超高齢社会のせいか、「農」復権の表れか、その双方が重なっているのか、山村の個性的な高齢者の暮らしにせまるテレビ番組が多いようである。そこで私の感ずることはこの人々の持っている「生活哲学」のようななにものか、である。それはいわゆる生活信条でもあり、家庭事情による高齢者の心境そのものかも知れない。一方、現役の農業者は困難な社会経済環境も反映しているのか、強烈な「農業哲学」の持ち主が多いようだ。今時、農業をやろうという人は、個性的な主張があるからこそ、がんばれるのだろう。私の「哲学」理解はそのようなものだが、ともかく人間にとって大事なものという気持ちがあり、それほど大袈裟にしなくとも、尊敬すべきものだと思ってきた。
今年度は隠居に声がかかり、ある省(特に名を秘す)の委託の仕事で研究会が組織され、珍しくメンバーに入れてもらった。私以外の方々は大変真面目で勤勉であり、これまでの研究者生活の中での、やたらとこの種の行政対応報告書作成に参画した経験からいって、内容はもちろん、原稿の期限も厳守で素晴らしい報告書原稿ができたと喜んでいた。ところが思いかけず、印刷直前スポンサーから内容にチェックが入り、いまにもかよわい脳の血管が切れそうな思いである。この干渉にはいくつかの問題があるが、私に関していえば、あるメンバーが「哲学」に言及したので、かねてから日本人の「哲学」嫌いを気にしていた私が、お節介にも、少々その部分を増量して分かり易く一般化できるように書き足した。そのためその筋に引っかかり、この部分は全面削除になってしまった。元のままなら見逃してもらえたかもしれないので、その点では申し訳ない次第である。

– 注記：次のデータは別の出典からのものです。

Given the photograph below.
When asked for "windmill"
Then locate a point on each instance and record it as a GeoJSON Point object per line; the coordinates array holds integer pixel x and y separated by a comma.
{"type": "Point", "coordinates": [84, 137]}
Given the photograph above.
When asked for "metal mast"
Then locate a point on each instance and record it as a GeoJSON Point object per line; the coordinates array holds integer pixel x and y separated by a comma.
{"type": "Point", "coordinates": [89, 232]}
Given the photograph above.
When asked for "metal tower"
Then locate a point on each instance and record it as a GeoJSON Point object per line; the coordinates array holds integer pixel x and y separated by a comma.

加藤周一「日本文学史序説・下」の指摘により、中江兆民「一年有半」(岩波文庫版 31~32頁)を見たら、この点が100年前にチャンと書いてあった。
「わが日本いにしえより今に至るまで哲学なし(中略)。しかしてその浮躁軽薄の大病根も、また正にここにあり。その薄志弱行の大病根も、また正にここにあり。その独造の哲学なく、政治において主義なく、党争において継続なき、その因実にここにあり」。